Nous avons enterré Rex dans ce même coin du jardin, là où il avait attendu pendant neuf mois entiers, et là où il avait attendu Michael pendant huit années auparavant. Mon père y a posé une petite pierre, et ma mère a planté un buisson de fleurs bleues qui refleurissent chaque printemps, et quand je leur rends visite, je m’assieds dans ce coin et je regarde la route, et je songe à ce que signifie aimer de façon aussi absolue, aussi totale, aussi jusqu’au bout.
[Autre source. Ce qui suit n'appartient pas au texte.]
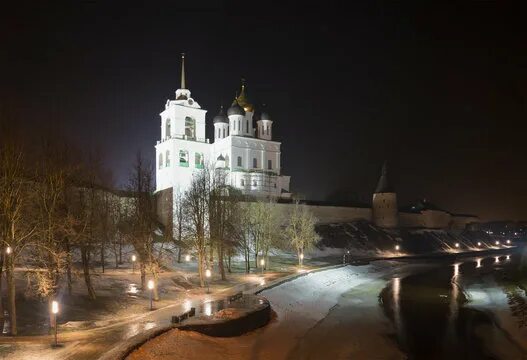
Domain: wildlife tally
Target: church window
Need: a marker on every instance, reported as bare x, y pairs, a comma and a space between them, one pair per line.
198, 160
183, 158
190, 128
168, 134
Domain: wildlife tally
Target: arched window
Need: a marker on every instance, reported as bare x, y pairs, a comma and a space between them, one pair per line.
183, 158
168, 134
190, 128
167, 158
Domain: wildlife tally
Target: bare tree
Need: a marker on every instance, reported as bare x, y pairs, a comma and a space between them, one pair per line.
300, 230
16, 220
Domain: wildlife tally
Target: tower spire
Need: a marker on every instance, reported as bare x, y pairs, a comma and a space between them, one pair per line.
183, 71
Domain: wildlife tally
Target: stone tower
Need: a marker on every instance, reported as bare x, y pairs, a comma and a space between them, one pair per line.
384, 205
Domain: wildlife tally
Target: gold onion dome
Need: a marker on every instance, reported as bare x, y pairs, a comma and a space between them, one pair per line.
243, 100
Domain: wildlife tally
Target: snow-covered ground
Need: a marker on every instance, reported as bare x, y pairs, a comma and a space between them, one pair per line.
305, 309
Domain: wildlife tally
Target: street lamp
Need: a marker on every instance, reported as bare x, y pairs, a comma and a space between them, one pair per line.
134, 258
151, 288
207, 275
55, 311
262, 264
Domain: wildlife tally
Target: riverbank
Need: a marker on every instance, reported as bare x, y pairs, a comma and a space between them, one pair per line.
302, 307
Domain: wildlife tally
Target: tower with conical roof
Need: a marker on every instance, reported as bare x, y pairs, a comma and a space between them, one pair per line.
384, 204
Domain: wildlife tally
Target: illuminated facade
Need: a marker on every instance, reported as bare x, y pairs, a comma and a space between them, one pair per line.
247, 154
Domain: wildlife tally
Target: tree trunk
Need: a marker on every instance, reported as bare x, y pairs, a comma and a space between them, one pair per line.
102, 253
220, 260
2, 319
11, 294
143, 276
156, 282
68, 267
201, 259
86, 270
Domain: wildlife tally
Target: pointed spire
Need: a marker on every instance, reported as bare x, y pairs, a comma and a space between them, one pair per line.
183, 71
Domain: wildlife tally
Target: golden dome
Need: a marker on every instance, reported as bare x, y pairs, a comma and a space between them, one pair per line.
243, 100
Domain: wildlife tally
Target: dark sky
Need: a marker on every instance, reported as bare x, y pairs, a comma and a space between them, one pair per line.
437, 90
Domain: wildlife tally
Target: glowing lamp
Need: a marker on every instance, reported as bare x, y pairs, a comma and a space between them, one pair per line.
54, 307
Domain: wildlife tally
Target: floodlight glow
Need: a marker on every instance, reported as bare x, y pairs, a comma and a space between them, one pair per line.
54, 307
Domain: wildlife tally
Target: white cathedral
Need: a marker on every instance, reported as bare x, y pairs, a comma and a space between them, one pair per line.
247, 154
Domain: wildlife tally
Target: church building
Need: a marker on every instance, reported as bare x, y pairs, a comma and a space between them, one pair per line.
243, 146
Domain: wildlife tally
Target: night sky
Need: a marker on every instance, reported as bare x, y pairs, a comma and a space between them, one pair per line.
439, 91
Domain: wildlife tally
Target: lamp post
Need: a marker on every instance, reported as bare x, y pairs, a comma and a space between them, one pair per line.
151, 288
207, 276
262, 264
55, 311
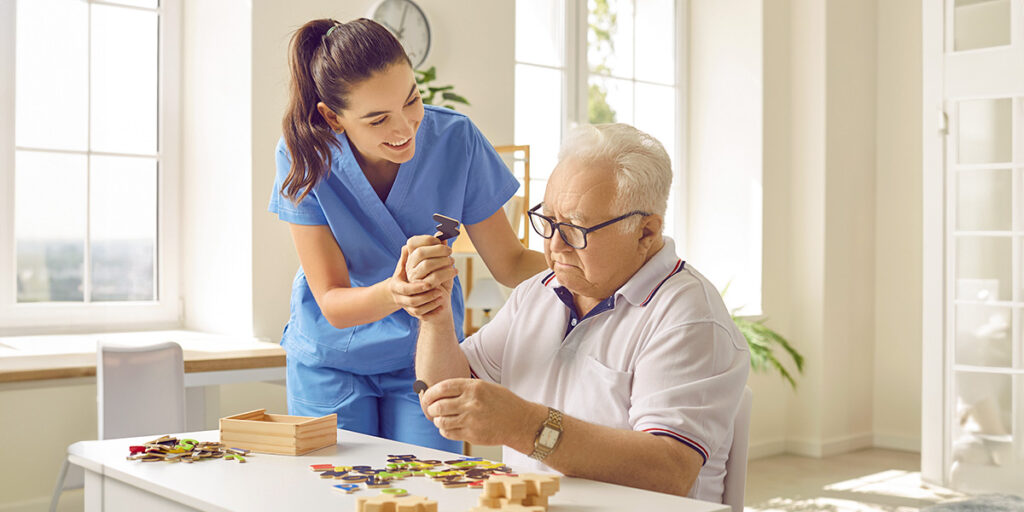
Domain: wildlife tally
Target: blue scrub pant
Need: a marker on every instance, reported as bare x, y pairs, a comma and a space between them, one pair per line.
382, 404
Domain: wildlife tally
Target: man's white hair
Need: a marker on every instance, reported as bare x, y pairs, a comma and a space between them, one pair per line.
642, 167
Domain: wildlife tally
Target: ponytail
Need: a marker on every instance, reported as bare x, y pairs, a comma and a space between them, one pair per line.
327, 59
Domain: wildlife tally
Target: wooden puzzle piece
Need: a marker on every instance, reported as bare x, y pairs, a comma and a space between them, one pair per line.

Et chaque fois que je vois la lumière du couchant filtrer à travers les arbres, cette même lumière dorée que Rex a vue à son dernier instant, je me dis que peut-être, juste peut-être, il a vraiment vu quelque chose que nous n’avons pas vu. Peut-être que Michael est venu l’accueillir, comme Rex l’accueillait toujours. Peut-être que, quelque part, dans un lieu que nous ne pouvons pas imaginer, ils sont de nouveau ensemble, et Rex est assis aux pieds de son maître, la tête posée contre ses genoux, et le rituel se poursuit, éternel, sans fin, comme il aurait toujours dû l’être, comme il le sera toujours, parce qu’il existe des liens que rien ne peut briser, même quand tout s’achève, des liens plus solides que le temps, plus profonds que l’espace, plus éternels que la vie elle-même.

Je suis Emily, la sœur de Michael, et Rex m’a appris que l’amour ne finit jamais. Il change simplement de forme, devient lumière, devient souvenir, devient un petit buisson bleu qui refleurit chaque printemps dans un jardin où, autrefois, un chien et un homme s’attendaient l’un l’autre, et où maintenant j’attends, non pas eux, mais le jour où nous serons tous de nouveau réunis, et où tout ira bien de nouveau, et où tous les jardins seront remplis de chiens joyeux qui courent accueillir leurs maîtres, et où tous les bruits de moteur seront des bruits de retour, et où personne n’aura plus jamais à attendre plus longtemps que jusqu’au coucher du soleil.